Gregg Popovich, Tony ParkerTiago Splitter, unable to convert a layup after a textbook pass from Manu Ginobili, returned to the bench in a huff. The reserve center was upset at himself not just for missing the shot, but for wasting his teammate’s unselfish play in a pivotal playoff game.

The fact that the San Antonio Spurs were up by more than 20 points hardly was relevant.

Moments like this, from Wednesday night’s Game 2 win in the Western Conference finals, sum up why the Spurs are the NBA’s model organization and why Brad Stevens and the Boston Celtics can believe they have more than one channel out of irrelevance. Trading for a star like Kevin Love might be the quicker and sexier route, but building slowly, with a certain type of player, can be just as rewarding — and potentially more sustainable.

While the hot-takers of sports radio shout that tanking and getting a superstar player is the only way to contend for a championship — a “reality” that is supposedly “all that is wrong” with the NBA — two of the four conference finalists are disproving the lie. The Pacers do not have a single key player who was drafted higher than 10th overall. The Spurs have Tim Duncan, taken first overall in 1997, but he has not been their best player for at least the last seven years.

That honor belongs to Tony Parker, the MVP of the ’07 Finals and who would have been Finals MVP last year if not for Ray Allen’s clutch shot. Parker was drafted 28th in 2001.

It’s not that having good players doesn’t matter. It’s that how a team gets those players doesn’t matter. Drafting a superior talent, sitting back and hoping he becomes the next Michael Jordan is straightforward. Signing or trading for an established superstar is expedient. But four years after “The Decision,” LeBron James and the Miami Heat already face the possibility of breaking up the band. Meanwhile, Gregg Popovich and the Spurs are still in contention 17 years after drafting Duncan and don’t look to be slowing down.
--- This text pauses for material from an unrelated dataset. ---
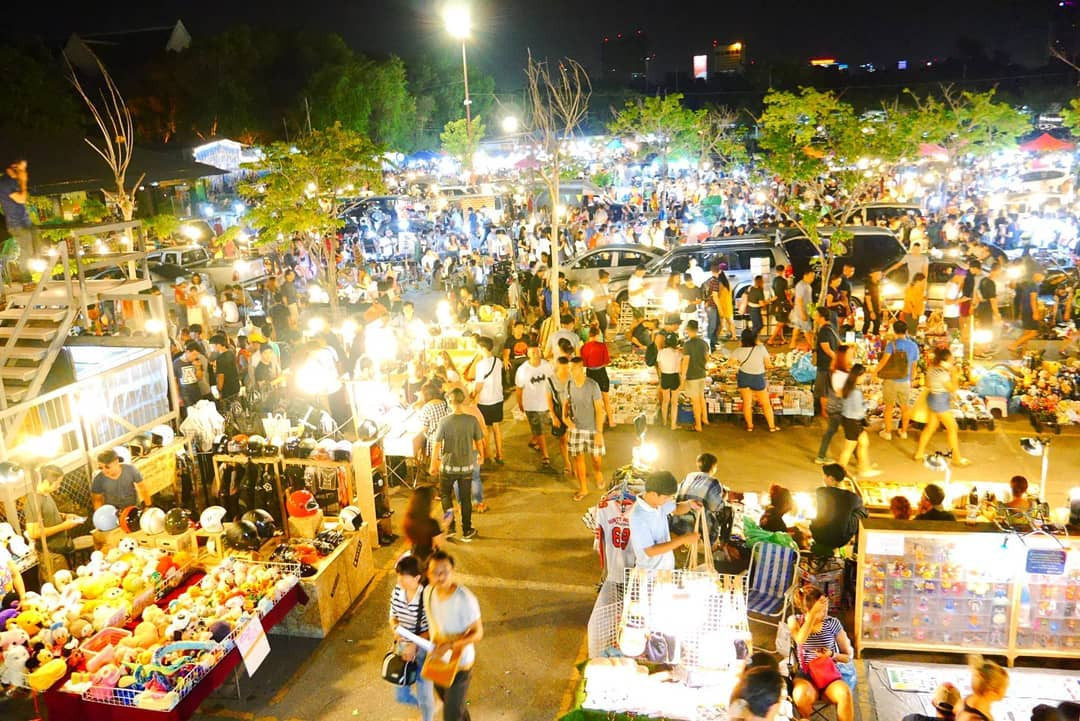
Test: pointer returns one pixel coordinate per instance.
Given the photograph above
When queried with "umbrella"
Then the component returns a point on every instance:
(1045, 143)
Stevens has never had to rebuild a program from the ground up. He stepped into the head job at a Butler program ready-made to win by his predecessors, Thad Matta and Todd Lickliter. Yet Stevens has the temperament of a grinder, somebody who establishes a philosophy, then adds the personnel and behaviors that fit within that philosophy. Lots of people compare him to Indiana Pacers coach Frank Vogel, who helped turn Paul George (10th pick in 2010), Roy Hibbert (17th pick in 2008) and Lance Stephenson (40th pick in 2010) into All-Star-caliber players.

There is no guarantee the gradual rebuild will be as fruitful in Boston as it has been in San Antonio, Indiana or Oklahoma City, of course, just as there is no guarantee that the one-offseason turnaround will be as easy as it was here in 2007. There is only this: After missing a free throw late in a blowout win over the Brooklyn Nets in Game 4 of Miami’s first-round series, James has his own Splitter-like moment after he failed to convert what would have been his 50th point in this game.

In Miami, the superstar player gets ticked over falling short of an arbitrary statistical threshold. In San Antonio, a role player gets ticked for letting down a teammate.

In Boston, it’s not hard to guess which ethos Stevens would rather have.